Chinese Uruguayans

Total population
- 226 declare China as homeland; 400+ Uruguayans of Chinese ancestry

Regions with significant populations
- Montevideo

Languages
- Chinese, Uruguayan Spanish

Related ethnic groups
- Overseas Chinese

= Chinese Uruguayans =

Chinese Uruguayans are Uruguayan citizens of Chinese ancestry or are Chinese people residing in Uruguay.

==Overview==
The first flow of immigration arrived in 1949, coming from mainland China and Taiwan. Nowadays there are some 400 Chinese immigrants in Uruguay, mostly living in Montevideo. Their activities include gastronomy, fishing, groceries.

The 2011 Uruguayan census revealed 226 people who declared China as their country of birth. As of 2013, there are 44 Chinese citizens registered in the Uruguayan social security.
Compared to neighboring Argentina and Brazil, with both nations containing a large population, Chinese immigration is significantly smaller in Uruguay.

There are a Chinese Uruguayan Association, a Uruguay-China Chamber of Commerce in Montevideo, and a Confucius Institute in Uruguay.

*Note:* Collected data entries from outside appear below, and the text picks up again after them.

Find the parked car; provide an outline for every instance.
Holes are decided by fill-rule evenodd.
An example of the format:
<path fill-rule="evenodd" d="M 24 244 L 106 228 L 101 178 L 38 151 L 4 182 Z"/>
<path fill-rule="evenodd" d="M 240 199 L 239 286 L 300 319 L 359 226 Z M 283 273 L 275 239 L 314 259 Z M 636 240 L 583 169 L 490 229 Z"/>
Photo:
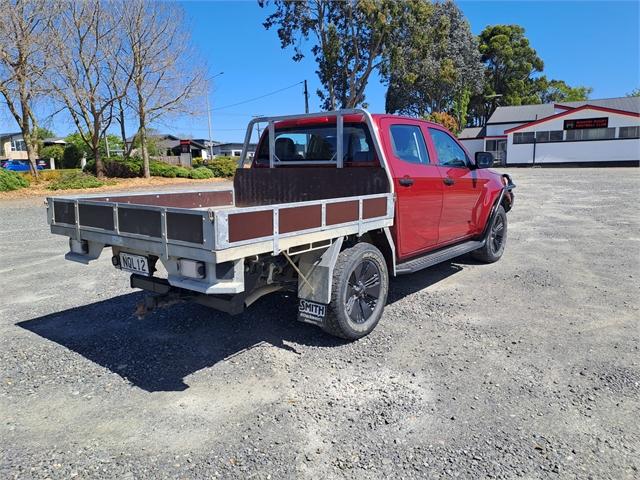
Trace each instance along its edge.
<path fill-rule="evenodd" d="M 14 172 L 28 172 L 29 171 L 29 160 L 7 160 L 7 162 L 2 166 L 7 170 L 13 170 Z M 42 165 L 37 165 L 38 170 L 42 170 Z"/>
<path fill-rule="evenodd" d="M 248 159 L 257 122 L 269 127 Z M 514 184 L 438 124 L 355 109 L 254 119 L 245 138 L 250 168 L 233 190 L 49 198 L 65 258 L 111 247 L 131 286 L 158 294 L 148 307 L 186 299 L 236 314 L 294 292 L 299 320 L 355 340 L 380 320 L 390 277 L 504 252 Z"/>

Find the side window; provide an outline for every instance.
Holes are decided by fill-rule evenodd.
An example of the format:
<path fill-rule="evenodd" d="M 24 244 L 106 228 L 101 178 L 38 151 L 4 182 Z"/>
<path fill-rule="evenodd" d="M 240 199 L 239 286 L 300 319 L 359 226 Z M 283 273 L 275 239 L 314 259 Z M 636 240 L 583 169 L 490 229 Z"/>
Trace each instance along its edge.
<path fill-rule="evenodd" d="M 391 144 L 396 157 L 405 162 L 427 165 L 429 153 L 420 127 L 416 125 L 391 125 Z"/>
<path fill-rule="evenodd" d="M 467 155 L 458 143 L 442 130 L 430 128 L 431 139 L 438 153 L 438 165 L 468 167 Z"/>

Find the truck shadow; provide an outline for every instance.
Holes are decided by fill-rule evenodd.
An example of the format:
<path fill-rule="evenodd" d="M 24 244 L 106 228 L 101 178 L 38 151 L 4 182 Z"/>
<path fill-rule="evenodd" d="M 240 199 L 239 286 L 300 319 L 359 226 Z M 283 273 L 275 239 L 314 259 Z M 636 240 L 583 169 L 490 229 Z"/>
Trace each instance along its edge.
<path fill-rule="evenodd" d="M 461 268 L 449 262 L 391 282 L 388 303 L 439 282 Z M 251 348 L 271 344 L 335 347 L 346 342 L 297 322 L 297 299 L 269 295 L 235 317 L 192 303 L 138 319 L 143 292 L 83 305 L 17 325 L 54 341 L 149 391 L 182 391 L 188 375 Z"/>

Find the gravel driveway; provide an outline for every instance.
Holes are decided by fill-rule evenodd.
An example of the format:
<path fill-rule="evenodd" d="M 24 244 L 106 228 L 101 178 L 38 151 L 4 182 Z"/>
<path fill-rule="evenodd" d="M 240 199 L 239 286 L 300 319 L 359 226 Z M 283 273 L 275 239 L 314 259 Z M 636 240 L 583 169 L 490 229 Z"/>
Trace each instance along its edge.
<path fill-rule="evenodd" d="M 143 294 L 0 202 L 0 478 L 638 478 L 637 169 L 517 169 L 503 259 L 398 278 L 369 337 Z"/>

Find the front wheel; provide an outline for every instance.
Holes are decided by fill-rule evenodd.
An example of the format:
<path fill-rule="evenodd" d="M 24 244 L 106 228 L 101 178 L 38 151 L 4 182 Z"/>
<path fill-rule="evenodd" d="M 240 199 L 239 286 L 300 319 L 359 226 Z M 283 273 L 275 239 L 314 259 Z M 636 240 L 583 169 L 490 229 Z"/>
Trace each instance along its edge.
<path fill-rule="evenodd" d="M 498 205 L 498 210 L 493 217 L 487 241 L 484 247 L 473 252 L 474 258 L 486 262 L 493 263 L 500 260 L 507 244 L 507 212 L 502 205 Z"/>
<path fill-rule="evenodd" d="M 323 329 L 347 340 L 368 335 L 382 317 L 388 290 L 387 263 L 380 250 L 369 243 L 343 250 L 333 270 Z"/>

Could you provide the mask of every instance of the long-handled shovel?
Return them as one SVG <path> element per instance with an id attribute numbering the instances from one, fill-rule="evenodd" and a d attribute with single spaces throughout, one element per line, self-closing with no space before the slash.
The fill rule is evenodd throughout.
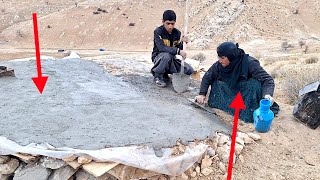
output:
<path id="1" fill-rule="evenodd" d="M 188 15 L 189 11 L 189 0 L 186 0 L 186 11 L 185 11 L 185 18 L 184 18 L 184 34 L 187 35 L 188 31 Z M 186 43 L 183 42 L 183 48 L 186 49 Z M 173 73 L 172 75 L 172 86 L 177 93 L 185 92 L 189 85 L 191 79 L 190 75 L 184 74 L 184 59 L 181 60 L 181 70 L 180 73 Z"/>

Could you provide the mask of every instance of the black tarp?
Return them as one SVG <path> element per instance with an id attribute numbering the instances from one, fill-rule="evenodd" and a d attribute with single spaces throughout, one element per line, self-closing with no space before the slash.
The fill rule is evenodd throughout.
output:
<path id="1" fill-rule="evenodd" d="M 320 125 L 320 81 L 300 90 L 300 101 L 294 106 L 293 116 L 312 129 Z"/>

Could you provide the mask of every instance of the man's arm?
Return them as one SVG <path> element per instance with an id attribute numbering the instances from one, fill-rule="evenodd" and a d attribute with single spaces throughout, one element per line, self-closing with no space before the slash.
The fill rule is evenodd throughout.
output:
<path id="1" fill-rule="evenodd" d="M 160 52 L 167 52 L 172 55 L 177 55 L 179 52 L 178 48 L 166 46 L 163 43 L 160 32 L 158 29 L 154 30 L 154 42 Z"/>
<path id="2" fill-rule="evenodd" d="M 262 85 L 262 97 L 265 95 L 273 96 L 274 80 L 273 78 L 260 66 L 258 60 L 253 59 L 249 61 L 249 73 L 254 79 L 257 79 Z"/>
<path id="3" fill-rule="evenodd" d="M 209 86 L 213 83 L 213 81 L 216 79 L 215 74 L 216 72 L 216 63 L 214 63 L 209 70 L 204 74 L 202 81 L 201 81 L 201 86 L 200 86 L 200 92 L 199 95 L 204 95 L 206 96 L 208 93 Z"/>
<path id="4" fill-rule="evenodd" d="M 181 36 L 181 33 L 179 33 L 179 37 Z M 188 42 L 189 42 L 189 38 L 188 38 L 188 36 L 186 36 L 186 35 L 183 35 L 182 37 L 181 37 L 181 39 L 180 39 L 180 42 L 179 42 L 179 44 L 177 44 L 177 48 L 179 48 L 179 49 L 181 49 L 181 50 L 183 50 L 183 43 L 186 43 L 186 44 L 188 44 Z"/>

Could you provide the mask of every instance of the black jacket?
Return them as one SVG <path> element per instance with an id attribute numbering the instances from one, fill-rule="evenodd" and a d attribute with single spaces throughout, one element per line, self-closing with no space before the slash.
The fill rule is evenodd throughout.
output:
<path id="1" fill-rule="evenodd" d="M 181 32 L 174 28 L 169 34 L 162 25 L 154 30 L 152 61 L 161 52 L 167 52 L 172 55 L 177 55 L 177 49 L 183 49 L 183 44 L 180 42 Z"/>
<path id="2" fill-rule="evenodd" d="M 200 95 L 206 95 L 208 92 L 209 86 L 213 83 L 214 80 L 217 80 L 218 77 L 218 69 L 217 64 L 219 62 L 215 62 L 209 70 L 205 73 L 202 78 L 201 87 L 200 87 Z M 249 56 L 249 78 L 257 79 L 262 85 L 262 97 L 266 94 L 273 96 L 274 92 L 274 81 L 273 78 L 260 66 L 260 63 L 257 59 Z M 244 79 L 242 79 L 244 80 Z"/>

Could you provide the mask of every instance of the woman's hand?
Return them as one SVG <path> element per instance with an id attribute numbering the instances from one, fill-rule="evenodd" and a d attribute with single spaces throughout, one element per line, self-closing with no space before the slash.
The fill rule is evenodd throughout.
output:
<path id="1" fill-rule="evenodd" d="M 264 98 L 265 98 L 265 99 L 268 99 L 269 101 L 271 101 L 271 105 L 274 103 L 274 98 L 273 98 L 271 95 L 266 94 L 266 95 L 264 96 Z"/>
<path id="2" fill-rule="evenodd" d="M 206 104 L 207 98 L 204 95 L 198 95 L 198 96 L 196 96 L 196 102 L 199 104 Z"/>

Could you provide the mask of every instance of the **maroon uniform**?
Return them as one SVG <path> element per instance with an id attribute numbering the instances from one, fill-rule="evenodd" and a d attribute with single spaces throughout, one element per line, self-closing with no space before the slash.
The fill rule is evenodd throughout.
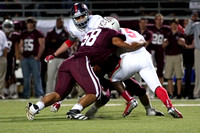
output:
<path id="1" fill-rule="evenodd" d="M 148 29 L 146 29 L 143 33 L 141 33 L 140 30 L 138 30 L 138 33 L 140 33 L 146 41 L 147 40 L 152 41 L 153 39 L 153 36 L 152 36 L 153 33 Z"/>
<path id="2" fill-rule="evenodd" d="M 118 36 L 123 40 L 126 39 L 124 35 L 119 34 L 118 32 L 111 32 L 110 29 L 103 28 L 97 29 L 94 32 L 89 32 L 86 34 L 86 37 L 89 37 L 89 39 L 84 38 L 80 49 L 74 55 L 87 56 L 92 65 L 99 64 L 105 61 L 117 49 L 116 46 L 111 45 L 111 38 L 114 36 Z"/>
<path id="3" fill-rule="evenodd" d="M 105 61 L 117 47 L 112 44 L 113 37 L 125 36 L 111 29 L 89 31 L 81 43 L 78 52 L 65 60 L 58 71 L 56 92 L 64 99 L 70 92 L 75 81 L 87 94 L 100 96 L 101 86 L 91 65 Z"/>
<path id="4" fill-rule="evenodd" d="M 160 29 L 157 29 L 155 25 L 152 25 L 149 26 L 148 29 L 153 32 L 153 40 L 148 49 L 155 51 L 157 74 L 158 77 L 163 77 L 164 49 L 162 48 L 162 43 L 165 35 L 167 35 L 171 31 L 171 29 L 165 25 L 163 25 Z"/>
<path id="5" fill-rule="evenodd" d="M 33 31 L 24 31 L 21 33 L 21 39 L 24 41 L 22 55 L 27 58 L 37 56 L 40 48 L 38 38 L 44 38 L 44 35 L 37 29 Z"/>
<path id="6" fill-rule="evenodd" d="M 20 35 L 18 32 L 11 32 L 6 36 L 8 41 L 8 55 L 7 55 L 7 73 L 6 80 L 8 80 L 9 76 L 14 74 L 16 57 L 15 57 L 15 45 L 20 41 Z"/>

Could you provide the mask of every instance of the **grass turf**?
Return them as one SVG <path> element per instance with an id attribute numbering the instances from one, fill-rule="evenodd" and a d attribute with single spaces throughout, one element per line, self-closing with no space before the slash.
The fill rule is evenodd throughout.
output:
<path id="1" fill-rule="evenodd" d="M 183 119 L 168 115 L 159 100 L 151 102 L 154 108 L 164 112 L 164 117 L 146 116 L 139 102 L 138 107 L 123 118 L 124 100 L 111 100 L 94 119 L 85 121 L 65 118 L 77 99 L 65 100 L 57 113 L 50 112 L 47 107 L 35 116 L 35 120 L 29 121 L 25 111 L 28 101 L 36 103 L 38 100 L 0 100 L 0 133 L 200 133 L 200 100 L 172 100 Z"/>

Some Chinese immigrants teach their language to Uruguayans.

==Notable people==
- Cheung-Koon Yim (Beijing, 11 December 1936 - Montevideo, 7 November 2025), architect and university professor who fled from the Chinese Civil War.
- Adi Yacong Wu, professor of the Mandarin Chinese language.
- Jin Tan Meng (Guangzhou, 1982), businessman and first chinese-born uruguayan parliament member.